Abstract The rational design and assembly specific structures consisting of multiple components with distinctive features are promising strategies for developing advanced materials for efficient sodium storage. Herein, a novel hierarchical sandwich-liked structure MoSe2 nanosheet array is designed and synthesized, in which MoSe2 nanosheet through strong interfacial interaction is encapsulated in two dimensional carbon framework that improves electrical conductivity and Na+ diffusion kinetic. Moreover, the carbon protective layer reinforces the stability of structure and maintains electrochemical activity during long-term charging/discharging process.

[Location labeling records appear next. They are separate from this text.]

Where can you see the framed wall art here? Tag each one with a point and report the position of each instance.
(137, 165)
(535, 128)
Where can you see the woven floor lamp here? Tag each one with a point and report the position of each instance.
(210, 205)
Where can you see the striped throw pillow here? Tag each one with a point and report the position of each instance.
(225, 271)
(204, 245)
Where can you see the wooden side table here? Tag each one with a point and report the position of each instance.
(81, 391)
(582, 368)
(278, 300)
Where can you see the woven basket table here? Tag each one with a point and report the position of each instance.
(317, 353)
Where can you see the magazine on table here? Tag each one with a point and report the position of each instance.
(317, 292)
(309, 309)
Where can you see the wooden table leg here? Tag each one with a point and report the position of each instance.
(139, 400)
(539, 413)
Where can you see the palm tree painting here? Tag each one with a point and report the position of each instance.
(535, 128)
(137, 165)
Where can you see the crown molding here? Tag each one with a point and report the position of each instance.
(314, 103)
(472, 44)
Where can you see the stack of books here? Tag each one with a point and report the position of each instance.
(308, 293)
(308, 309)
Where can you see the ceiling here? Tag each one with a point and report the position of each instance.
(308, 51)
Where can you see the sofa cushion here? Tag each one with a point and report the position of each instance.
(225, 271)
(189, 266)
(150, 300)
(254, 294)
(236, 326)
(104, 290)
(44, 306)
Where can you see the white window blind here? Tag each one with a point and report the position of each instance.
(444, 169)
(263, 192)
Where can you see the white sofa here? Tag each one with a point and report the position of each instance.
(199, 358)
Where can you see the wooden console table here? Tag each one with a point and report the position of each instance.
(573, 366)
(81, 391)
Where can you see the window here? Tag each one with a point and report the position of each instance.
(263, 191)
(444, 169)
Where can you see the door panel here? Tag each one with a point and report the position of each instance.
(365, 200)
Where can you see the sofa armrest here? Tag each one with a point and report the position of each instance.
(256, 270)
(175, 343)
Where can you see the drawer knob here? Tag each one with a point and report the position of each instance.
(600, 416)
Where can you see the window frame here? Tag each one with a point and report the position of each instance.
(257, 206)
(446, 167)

The density functional theory calculation (DFT) further confirms carbon incorporation can reduce Na+ diffusion energy barrier for enhancing the reaction kinetics. With the obtained NC/MoSe2@NC as free-standing electrodes for SIBs, it achieves a reversible capacity of 632 mAh g−1 at 0.2 A g−1, or actual capacity of 421 mAh g−1 by removing contributed capacity of the carbon cloth substrate, and excellent long cycling stability. By matching with Na3V2(PO4)3/C cathode, the sodium full cell displays a high energy density of 186.2 Wh kg−1 with a power density of 121.2 W kg−1. This current design and fabrication strategy manifests promising prospect for exploring efficient electrode materials for sodium storage.